25th anniversary of the NIH Intramural Sequencing Center (NISC)
Last week, we started a new fiscal year for the federal government. As is often the case, we began Fiscal Year 2023 under a “Continuing Resolution” (CR), which means the government is currently operating based on last year’s budget — awaiting passage of a new budget for the current fiscal year. The CR allows NHGRI to continue functioning and performing most of its normal work, although we eagerly await a new budget for Fiscal Year 2023.
In September, President Biden announced his intention to appoint Renee Wegryzn, Ph.D., as the inaugural director of the Advanced Research Projects Agency for Health (called ARPA-H). ARPA-H aims to conduct high-impact biomedical and health research with a mission “to benefit the health of all Americans by catalyzing health breakthroughs that cannot readily be accomplished through traditional research or commercial activity.” NHGRI looks forward to working with Renee and the growing ARPA-H staff in the coming months.

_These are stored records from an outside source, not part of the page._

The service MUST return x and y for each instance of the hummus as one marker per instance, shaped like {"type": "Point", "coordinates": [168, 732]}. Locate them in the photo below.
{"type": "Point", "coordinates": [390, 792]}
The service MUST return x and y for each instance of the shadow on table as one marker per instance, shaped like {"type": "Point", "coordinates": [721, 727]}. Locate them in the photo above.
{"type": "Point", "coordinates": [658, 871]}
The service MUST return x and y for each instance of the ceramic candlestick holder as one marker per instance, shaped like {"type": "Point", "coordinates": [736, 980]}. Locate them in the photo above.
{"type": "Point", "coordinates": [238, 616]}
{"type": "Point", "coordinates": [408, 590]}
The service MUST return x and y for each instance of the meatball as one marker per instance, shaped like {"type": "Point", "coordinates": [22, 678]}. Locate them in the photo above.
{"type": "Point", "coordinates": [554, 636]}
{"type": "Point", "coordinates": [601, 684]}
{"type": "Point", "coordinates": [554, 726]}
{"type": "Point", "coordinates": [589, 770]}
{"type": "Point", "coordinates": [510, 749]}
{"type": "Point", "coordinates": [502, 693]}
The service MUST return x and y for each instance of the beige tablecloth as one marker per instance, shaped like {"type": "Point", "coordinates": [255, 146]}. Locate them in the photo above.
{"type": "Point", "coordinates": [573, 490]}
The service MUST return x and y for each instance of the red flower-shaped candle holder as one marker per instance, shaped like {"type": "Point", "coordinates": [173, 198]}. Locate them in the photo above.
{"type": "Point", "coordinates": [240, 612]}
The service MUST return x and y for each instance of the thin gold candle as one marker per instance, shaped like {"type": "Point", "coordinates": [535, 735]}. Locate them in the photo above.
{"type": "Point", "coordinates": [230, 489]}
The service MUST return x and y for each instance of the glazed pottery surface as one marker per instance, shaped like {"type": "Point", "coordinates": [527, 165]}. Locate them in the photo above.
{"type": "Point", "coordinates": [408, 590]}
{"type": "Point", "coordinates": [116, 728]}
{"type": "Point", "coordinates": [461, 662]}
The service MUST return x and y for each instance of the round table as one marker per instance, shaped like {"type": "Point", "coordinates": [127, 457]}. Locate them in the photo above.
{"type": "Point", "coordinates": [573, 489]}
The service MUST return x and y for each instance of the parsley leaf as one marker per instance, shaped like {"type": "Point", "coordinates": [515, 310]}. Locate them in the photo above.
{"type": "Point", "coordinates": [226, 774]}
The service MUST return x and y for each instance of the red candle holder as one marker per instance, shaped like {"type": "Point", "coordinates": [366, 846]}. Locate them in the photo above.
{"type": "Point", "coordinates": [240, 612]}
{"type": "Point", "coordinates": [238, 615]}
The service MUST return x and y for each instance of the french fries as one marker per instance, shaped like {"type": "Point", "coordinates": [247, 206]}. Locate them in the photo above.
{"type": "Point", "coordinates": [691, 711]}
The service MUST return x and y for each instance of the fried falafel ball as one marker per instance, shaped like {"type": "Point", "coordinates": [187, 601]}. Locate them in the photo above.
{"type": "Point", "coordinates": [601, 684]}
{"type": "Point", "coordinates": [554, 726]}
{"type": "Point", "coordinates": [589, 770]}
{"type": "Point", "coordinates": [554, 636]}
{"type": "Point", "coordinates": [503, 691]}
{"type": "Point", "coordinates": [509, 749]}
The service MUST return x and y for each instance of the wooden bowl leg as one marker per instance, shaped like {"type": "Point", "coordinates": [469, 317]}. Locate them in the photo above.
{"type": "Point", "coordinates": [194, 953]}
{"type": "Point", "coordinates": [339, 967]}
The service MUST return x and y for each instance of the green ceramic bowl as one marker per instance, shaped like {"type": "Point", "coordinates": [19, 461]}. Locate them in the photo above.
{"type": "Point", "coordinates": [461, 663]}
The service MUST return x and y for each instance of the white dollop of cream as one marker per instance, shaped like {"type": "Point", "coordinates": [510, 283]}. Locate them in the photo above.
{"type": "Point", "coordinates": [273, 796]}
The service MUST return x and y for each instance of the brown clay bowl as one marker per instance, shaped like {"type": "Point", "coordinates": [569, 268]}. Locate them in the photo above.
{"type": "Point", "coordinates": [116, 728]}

For those readers going to the annual American Society of Human Genetics’ annual meeting later this month, I would like to draw your attention to two ancillary workshops at this year’s meeting being hosted by NHGRI staff. The first, entitled “Applying for NIH Grants: Strategies for Success,” will provide an inside look at the NIH funding process as well as provide tips and tools for successful grant writing; this session will take place on October 26 and will have an option for remote participation. The second, entitled “NHGRI Building a Diverse Workforce – Listening to the Voices of Trainees and Early-Stage Scientists,” is designed for trainees and early-stage researchers and will feature discussions about professional opportunities in genomics; this session will take place on October 27.
All the best,
25th anniversary of the NIH Intramural Sequencing Center (NISC)
As the sun came up on 1997, the Human Genome Project (then in its seventh of 13 years) was adding megabases of genome sequence to public databases weekly, as large-scale DNA sequencing had advanced substantially. At that time, it became clear that having the local capacity to generate large amounts of DNA sequence data in support of genomics research projects would be highly beneficial to any major biomedical research enterprise, yet no such capability existed within the NIH Intramural Research Program. Recognizing this acute need, the recently appointed chief of NHGRI’s intramural Genome Technology Branch, Eric Green, proposed the idea of establishing a DNA sequencing center at NIH to Francis Collins and Jeff Trent (who at the time were NHGRI’s director and scientific director, respectively). Aided by the enthusiastic support and encouragement of the then-NIH director, Harold Varmus, the intramural research programs of 13 other NIH institutes and centers joined forces with NHGRI to establish the NIH Intramural Sequencing Center (NISC) in the fall of 1997. . . and the rest is history!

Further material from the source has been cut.